Alternatively, if you enable the strongly-typed style of working you can write code like this:
ServiceRequestsRow row = (ServiceRequestRow)serviceRequestVO.getCurrentRow(); Date requestDate = row.getRequestDate();
In this case, you work with generated method names whose return type is known at compile time, instead of passing string names and having to cast the results. Subsequent chapters explain how to enable this strongly-typed style of working if you prefer it.
By design, the entity objects in the business domain layer of business service implementation are not designed to be referenced directly by clients. Instead, clients work with the data queried by view objects as part of an application module's data model. Behind the scenes, as you'll learn in Section 7.7, "Understanding How View Objects and Entity Objects Cooperate at Runtime", the view object cooperates automatically with entity objects in the business domain layer to coordinate validating and saving the data the user changes.
Therefore, the client-visible components of your business service are the:
Application Module — representing the service itself
View Objects — representing the query components
View Rows — representing each row in a given query component's results
The oracle.jbo package provides client-accessible API for your business service as a set of Java interfaces. In line with the design mentioned above, this package does not contain any Entity interface, or any methods that allow the client to directly work with entity objects. Instead, client code works with interfaces like:
ApplicationModule — to work with the application module
ViewObject — to work with the view object
Row — to work with the view rows
When you begin adding custom code to your Oracle ADF business components that you want clients to be able to call, you can "publish" that functionality to clients for any client-visible component.
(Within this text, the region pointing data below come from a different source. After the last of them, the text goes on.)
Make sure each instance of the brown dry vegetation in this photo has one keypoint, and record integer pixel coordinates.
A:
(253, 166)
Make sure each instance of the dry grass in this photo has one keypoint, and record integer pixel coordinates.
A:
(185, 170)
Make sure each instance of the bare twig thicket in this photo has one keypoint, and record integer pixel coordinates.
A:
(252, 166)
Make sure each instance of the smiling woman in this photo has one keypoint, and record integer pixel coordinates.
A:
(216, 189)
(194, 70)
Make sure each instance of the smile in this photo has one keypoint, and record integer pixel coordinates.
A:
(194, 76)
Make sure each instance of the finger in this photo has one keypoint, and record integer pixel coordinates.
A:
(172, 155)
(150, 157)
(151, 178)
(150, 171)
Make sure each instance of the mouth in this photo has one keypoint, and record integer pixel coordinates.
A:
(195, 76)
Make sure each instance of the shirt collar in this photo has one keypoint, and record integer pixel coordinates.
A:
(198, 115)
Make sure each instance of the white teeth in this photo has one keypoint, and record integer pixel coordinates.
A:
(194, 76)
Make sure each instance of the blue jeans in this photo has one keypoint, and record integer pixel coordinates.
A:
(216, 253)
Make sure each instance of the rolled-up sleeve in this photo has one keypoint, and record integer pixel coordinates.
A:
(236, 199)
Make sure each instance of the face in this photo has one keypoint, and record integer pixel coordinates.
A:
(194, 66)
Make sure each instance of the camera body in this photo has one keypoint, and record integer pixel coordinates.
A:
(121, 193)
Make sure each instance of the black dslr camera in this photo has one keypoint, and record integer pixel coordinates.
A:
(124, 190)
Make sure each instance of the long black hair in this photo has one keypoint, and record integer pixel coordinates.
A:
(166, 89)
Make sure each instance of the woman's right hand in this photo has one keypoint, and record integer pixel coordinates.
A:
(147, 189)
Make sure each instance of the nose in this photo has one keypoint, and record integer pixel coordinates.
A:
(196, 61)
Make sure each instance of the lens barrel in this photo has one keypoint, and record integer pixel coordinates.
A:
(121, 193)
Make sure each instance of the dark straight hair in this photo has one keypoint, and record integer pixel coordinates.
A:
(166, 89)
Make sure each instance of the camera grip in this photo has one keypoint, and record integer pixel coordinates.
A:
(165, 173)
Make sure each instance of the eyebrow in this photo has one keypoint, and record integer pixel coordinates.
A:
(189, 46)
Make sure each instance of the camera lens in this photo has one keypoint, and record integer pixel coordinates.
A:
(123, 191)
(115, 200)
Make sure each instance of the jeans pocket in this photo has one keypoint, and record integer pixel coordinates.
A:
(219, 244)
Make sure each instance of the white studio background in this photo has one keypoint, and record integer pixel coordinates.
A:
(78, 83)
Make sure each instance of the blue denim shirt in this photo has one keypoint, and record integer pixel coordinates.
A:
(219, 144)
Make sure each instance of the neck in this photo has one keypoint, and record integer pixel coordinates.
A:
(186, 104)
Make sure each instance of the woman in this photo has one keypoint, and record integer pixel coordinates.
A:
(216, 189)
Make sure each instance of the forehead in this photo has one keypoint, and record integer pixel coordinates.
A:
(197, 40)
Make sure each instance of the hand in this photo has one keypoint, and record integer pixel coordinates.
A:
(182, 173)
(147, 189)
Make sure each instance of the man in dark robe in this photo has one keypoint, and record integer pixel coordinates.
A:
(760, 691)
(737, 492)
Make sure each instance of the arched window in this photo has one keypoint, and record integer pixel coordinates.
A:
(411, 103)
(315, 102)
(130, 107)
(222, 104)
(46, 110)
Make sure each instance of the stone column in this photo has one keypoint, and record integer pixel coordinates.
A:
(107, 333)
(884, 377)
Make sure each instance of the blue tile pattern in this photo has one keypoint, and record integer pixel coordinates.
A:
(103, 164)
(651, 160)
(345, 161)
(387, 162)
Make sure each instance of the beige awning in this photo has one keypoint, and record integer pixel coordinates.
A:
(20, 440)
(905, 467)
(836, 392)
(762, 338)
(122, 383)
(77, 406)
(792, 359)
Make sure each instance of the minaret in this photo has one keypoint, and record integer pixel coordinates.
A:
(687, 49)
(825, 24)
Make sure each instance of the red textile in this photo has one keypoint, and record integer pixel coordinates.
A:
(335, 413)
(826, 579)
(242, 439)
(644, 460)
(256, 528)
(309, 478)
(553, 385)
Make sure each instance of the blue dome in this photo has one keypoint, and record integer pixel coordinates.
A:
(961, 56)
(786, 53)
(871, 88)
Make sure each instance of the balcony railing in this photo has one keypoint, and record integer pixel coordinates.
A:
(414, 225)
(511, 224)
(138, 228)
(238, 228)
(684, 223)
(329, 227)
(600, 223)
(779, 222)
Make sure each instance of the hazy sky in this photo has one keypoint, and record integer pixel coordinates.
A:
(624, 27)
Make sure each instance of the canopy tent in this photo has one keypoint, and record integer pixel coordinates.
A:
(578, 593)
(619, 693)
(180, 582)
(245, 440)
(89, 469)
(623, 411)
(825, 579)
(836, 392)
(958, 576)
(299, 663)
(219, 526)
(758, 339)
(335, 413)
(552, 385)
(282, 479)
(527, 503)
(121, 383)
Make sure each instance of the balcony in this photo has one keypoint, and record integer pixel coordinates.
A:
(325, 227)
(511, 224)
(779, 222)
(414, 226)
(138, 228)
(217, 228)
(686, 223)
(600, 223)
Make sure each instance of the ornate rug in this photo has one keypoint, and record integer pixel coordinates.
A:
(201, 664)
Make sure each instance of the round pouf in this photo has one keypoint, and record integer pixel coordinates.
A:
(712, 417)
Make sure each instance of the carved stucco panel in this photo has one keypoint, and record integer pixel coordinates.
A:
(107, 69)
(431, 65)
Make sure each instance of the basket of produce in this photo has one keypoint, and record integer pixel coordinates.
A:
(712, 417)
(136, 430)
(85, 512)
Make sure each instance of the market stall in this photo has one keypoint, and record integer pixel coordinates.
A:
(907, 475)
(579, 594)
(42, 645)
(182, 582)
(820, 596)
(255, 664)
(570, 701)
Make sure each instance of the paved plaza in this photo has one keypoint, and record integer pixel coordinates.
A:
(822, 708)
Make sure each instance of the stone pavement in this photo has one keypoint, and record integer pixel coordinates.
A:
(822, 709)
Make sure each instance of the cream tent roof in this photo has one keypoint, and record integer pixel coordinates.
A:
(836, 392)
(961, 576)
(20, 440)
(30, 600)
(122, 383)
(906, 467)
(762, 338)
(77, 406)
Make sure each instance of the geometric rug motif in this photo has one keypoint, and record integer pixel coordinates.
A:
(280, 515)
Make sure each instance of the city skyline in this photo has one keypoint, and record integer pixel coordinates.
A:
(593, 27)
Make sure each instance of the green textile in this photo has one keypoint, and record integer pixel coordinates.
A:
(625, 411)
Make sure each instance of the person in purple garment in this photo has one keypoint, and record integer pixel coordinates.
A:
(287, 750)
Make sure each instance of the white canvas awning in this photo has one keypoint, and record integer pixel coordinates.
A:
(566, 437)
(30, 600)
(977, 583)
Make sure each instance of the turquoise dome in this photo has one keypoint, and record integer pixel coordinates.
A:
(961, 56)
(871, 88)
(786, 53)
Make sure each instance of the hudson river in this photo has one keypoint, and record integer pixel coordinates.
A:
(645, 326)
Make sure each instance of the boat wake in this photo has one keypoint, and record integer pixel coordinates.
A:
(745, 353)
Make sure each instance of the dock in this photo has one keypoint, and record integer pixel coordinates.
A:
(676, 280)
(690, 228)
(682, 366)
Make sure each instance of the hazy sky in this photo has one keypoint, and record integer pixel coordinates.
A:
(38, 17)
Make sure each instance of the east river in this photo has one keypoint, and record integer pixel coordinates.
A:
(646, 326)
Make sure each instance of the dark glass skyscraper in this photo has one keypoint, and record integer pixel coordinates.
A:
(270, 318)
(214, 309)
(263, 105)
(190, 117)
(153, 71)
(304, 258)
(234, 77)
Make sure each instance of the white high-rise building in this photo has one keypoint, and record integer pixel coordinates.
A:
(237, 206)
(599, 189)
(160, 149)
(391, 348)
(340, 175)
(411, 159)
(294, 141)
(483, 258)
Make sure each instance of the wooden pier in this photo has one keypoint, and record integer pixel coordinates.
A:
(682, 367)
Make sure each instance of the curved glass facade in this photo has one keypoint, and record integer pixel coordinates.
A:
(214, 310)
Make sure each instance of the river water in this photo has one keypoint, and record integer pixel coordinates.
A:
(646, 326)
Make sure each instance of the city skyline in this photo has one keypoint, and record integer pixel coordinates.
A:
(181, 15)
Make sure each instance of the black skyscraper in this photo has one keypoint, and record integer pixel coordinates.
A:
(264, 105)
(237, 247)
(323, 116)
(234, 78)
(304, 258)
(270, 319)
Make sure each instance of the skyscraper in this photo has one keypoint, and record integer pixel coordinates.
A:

For each of your components that publishes at least one custom method to clients on its client interface, JDeveloper automatically maintains the related Java interface file. So, assuming you were working with an application module like the SRService module used in the SRDemo application, you can have custom interfaces like:
Custom Application Module Interface
SRService extends ApplicationModule
Custom View Object Interface
StaffListByEmailNameRole extends ViewObject
Custom View Row Interface
StaffListRowClient extends Row
Client code can then cast one of the generic client interfaces to the more specific one that includes the selected set of client-accessible methods you've selected for your particular component.